Through the years, the tradition of the wedding cake has changed from the simple (flour, salt, and water) to the extravagant, beautiful confections we have today (rose-infused, blown-sugar baubles anyone?). It seems there are no limits to our taste for unusual shapes, sizes, flavors, and decorating.
At the Opryland Hotel in Nashville, I met a lovely lady, Sue Davies, who is the hotel’s wedding specialist. She introduced me to Stephen Smith, executive pastry chef, and David Schwab, pastry chef. They shared with me some of their
incredible cakes.
The cake is included in some of the wedding packages. Sue begins the process with the couple showing them pictures of cakes done in the past.
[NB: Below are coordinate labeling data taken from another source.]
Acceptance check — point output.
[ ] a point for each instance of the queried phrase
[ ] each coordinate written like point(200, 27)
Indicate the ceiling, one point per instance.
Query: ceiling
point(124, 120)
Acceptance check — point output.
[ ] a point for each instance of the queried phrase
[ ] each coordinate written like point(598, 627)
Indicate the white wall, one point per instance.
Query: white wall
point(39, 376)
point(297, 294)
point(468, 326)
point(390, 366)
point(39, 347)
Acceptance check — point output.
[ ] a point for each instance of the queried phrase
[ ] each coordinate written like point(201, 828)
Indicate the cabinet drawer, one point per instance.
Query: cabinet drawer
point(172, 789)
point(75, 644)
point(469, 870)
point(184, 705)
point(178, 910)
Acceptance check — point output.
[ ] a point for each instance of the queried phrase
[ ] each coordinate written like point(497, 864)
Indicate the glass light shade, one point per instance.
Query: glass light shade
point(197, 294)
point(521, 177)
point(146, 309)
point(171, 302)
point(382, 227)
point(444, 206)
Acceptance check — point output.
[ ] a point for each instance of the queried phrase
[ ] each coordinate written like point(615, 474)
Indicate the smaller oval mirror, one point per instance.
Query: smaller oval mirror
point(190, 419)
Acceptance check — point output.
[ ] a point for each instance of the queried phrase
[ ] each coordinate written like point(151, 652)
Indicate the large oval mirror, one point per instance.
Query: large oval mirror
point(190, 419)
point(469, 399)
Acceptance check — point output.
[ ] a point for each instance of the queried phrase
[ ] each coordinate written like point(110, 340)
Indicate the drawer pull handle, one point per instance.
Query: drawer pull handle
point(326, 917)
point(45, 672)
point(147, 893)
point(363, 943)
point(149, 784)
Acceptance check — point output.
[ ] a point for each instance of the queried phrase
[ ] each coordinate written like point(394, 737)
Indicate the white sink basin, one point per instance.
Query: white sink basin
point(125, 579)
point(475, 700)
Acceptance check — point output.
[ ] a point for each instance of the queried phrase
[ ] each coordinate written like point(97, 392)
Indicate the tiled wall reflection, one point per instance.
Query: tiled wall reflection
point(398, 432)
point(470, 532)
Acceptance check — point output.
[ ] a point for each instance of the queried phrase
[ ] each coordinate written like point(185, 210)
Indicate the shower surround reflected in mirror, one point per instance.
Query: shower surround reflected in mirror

If the cake design starts to get intricate and elaborate, Smith is called in to finalize the creation. “The cake is a team effort with the pastry chef and the decorator,” says Smith.
If the cake is not included in the package, it is sold by the person—not by the piece. They ensure the cake will always be sufficient for the number of people.
Smith says “a trend in wedding cakes is that the groom’s cake is displayed with the main cake to make a grand presentation.”
Opryland Hotel has a tasting every two months called the “Showcase,” featuring a display of six different cakes. In addition to tasting cakes, a vendor from each category is invited to participate. This is a nice service for the client saving them time and frustration. The hotel also offers the usual Viennese table, and a chocolate fountain elaborately decorated with a pineapple fruit tree and variety of candies.
The team will do whatever it takes to satisfy the customer. Their goal is to live up to the theme of their new package: “unforgettable.”